Introduction
Dans les récits des trois Évangiles synoptiques (Matthieu, Marc et Luc), les disputes légales, les procès et autres jugements jouent bien un rôle important. Ces trois Évangiles relatent par exemple combien, pendant son ministère, Jésus de Nazareth a pris part à certaines controverses, parfois houleuses, avec des groupes religieux tels les Pharisiens ou les Sadducéens, à propos notamment de l’interprétation de la Torah. Chacun de ces Évangiles synoptiques relate également comment, à la fin du récit, Jésus a été arrêté, puis fut victime d’une parodie de procès devant le Sanhédrin et devant Pilate, avant d’être finalement condamné à mort et crucifié par les romains.
En cela, l’Évangile selon Jean n’est pas foncièrement différent des Évangiles synoptiques, car en Jean comme dans les synoptiques, ces divers éléments juridiques se retrouvent au fil du récit. Le récit que Jean relate de la vie de Jésus est aussi fait de controverses, d’une arrestation, d’un procès devant Pilate et d’une mise à mort. Et pourtant, le Quatrième Évangile se distingue des autres, tant tous ces aspects et ces thématiques juridiques prennent une place bien plus importante dans le récit. Ce n’est pas simplement que l’auteur de notre Évangile donne plus de place que d’autres à ces notions. Non, l’évangéliste va plus loin en adaptant le récit traditionnel (synoptique), élaborant et disposant son récit pour que les thématiques juridiques et légales deviennent des éléments centraux et même capitaux pour la compréhension de son récit. En effet, comme plusieurs exégètes l’ont remarqué ces dernières années (1) , la métaphore légale - et plus précisément celle d’un grand procès cosmique entre Dieu et le monde - est une des façons majeures dont l’évangéliste interprète la vie et le sens du ministère de Jésus. C’est de cette métaphore dont il sera largement question dans la suite de cet essai.
En Jean, la mission de Jésus est pensée premièrement en termes de témoignage. En effet, c’est pour être le témoin principal dans ce grand procès métaphorique que Jésus a été envoyé dans le monde (Jn 18,37). La mission que le Père lui a confiée est donc une mission foncièrement juridique, une mission de témoignage. De plus, notre Évangile présente un nombre important de personnages dont la mission de témoignage devra elle-même procéder de celle de Jésus. C’est le cas des disciples qui, à la suite de leur maître, seront appelés à devenir des témoins. Jn 20,21 explicite bien cette procession : « Jésus leur dit à nouveau : Que la paix soit avec vous ! Comme le Père m’a envoyé, moi aussi je vous envoie ». C’est également le cas de l’Esprit Saint, du Paraclet, dont la mission procède aussi en ce sens de celle de Jésus. Dans notre Évangile, donc, la mission de témoignage de Jésus n’est pas une fin en soi. C’est une mission qui devra être poursuivie et développée par ses disciples, par ses « successeurs ».

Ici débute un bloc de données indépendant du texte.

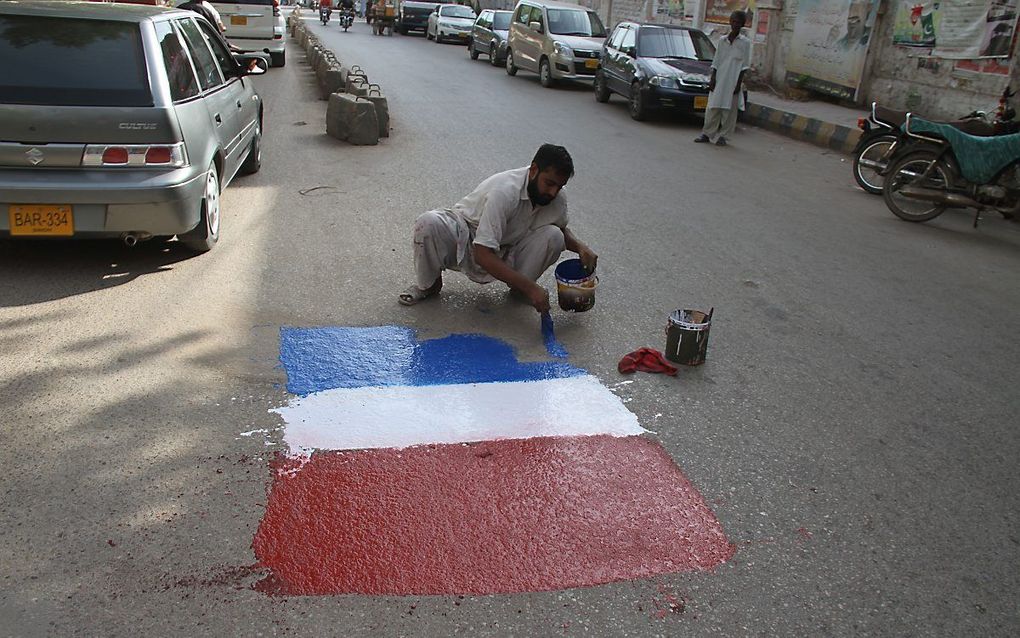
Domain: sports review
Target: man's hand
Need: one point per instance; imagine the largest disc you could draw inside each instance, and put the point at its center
(539, 297)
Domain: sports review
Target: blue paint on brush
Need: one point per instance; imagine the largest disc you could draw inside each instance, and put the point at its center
(553, 347)
(322, 358)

Dans le cadre d’un colloque théologique intitulé « Que dire et comment le dire ? », il peut paraître étonnant de parler d’un procès. Mais c’est justement parce que la place du témoignage est si importante dans ce récit biblique qu’il nous a semblé intéressant d’étudier plus en profondeur ces notions. Dans le récit de l’Évangile selon Jean, les témoins sont non seulement nombreux, mais ils sont aussi appelés à dire l’évangile. Plus encore, ils sont enseignés et façonnés sur la façon de le dire. C’est ce qui retiendra précisément notre attention dans ce qui suit car nous argumenterons que les intentions rhétoriques du récit de l’Évangile selon Jean vont dans ce sens. Le récit est construit, élaboré, non seulement pour présenter la vie et la mission de Jésus dans le monde, pour affermir ses lecteurs dans leur foi et leur compréhension de l’identité du Christ, mais bien plus encore, pour renforcer ses lecteurs et surtout les préparer à un témoignage toujours plus fidèle et véridique dans le monde.
C’est précisément pour cela que le Quatrième Évangile est d’une grande pertinence pour répondre à la question : « Que dire et comment le dire ». C’est un Évangile qui existe pour encourager et exhorter ses lecteurs au témoignage, en lui donnant un cadre métaphorique utile et pertinent pour penser la mission chrétienne dans le monde d’aujourd’hui.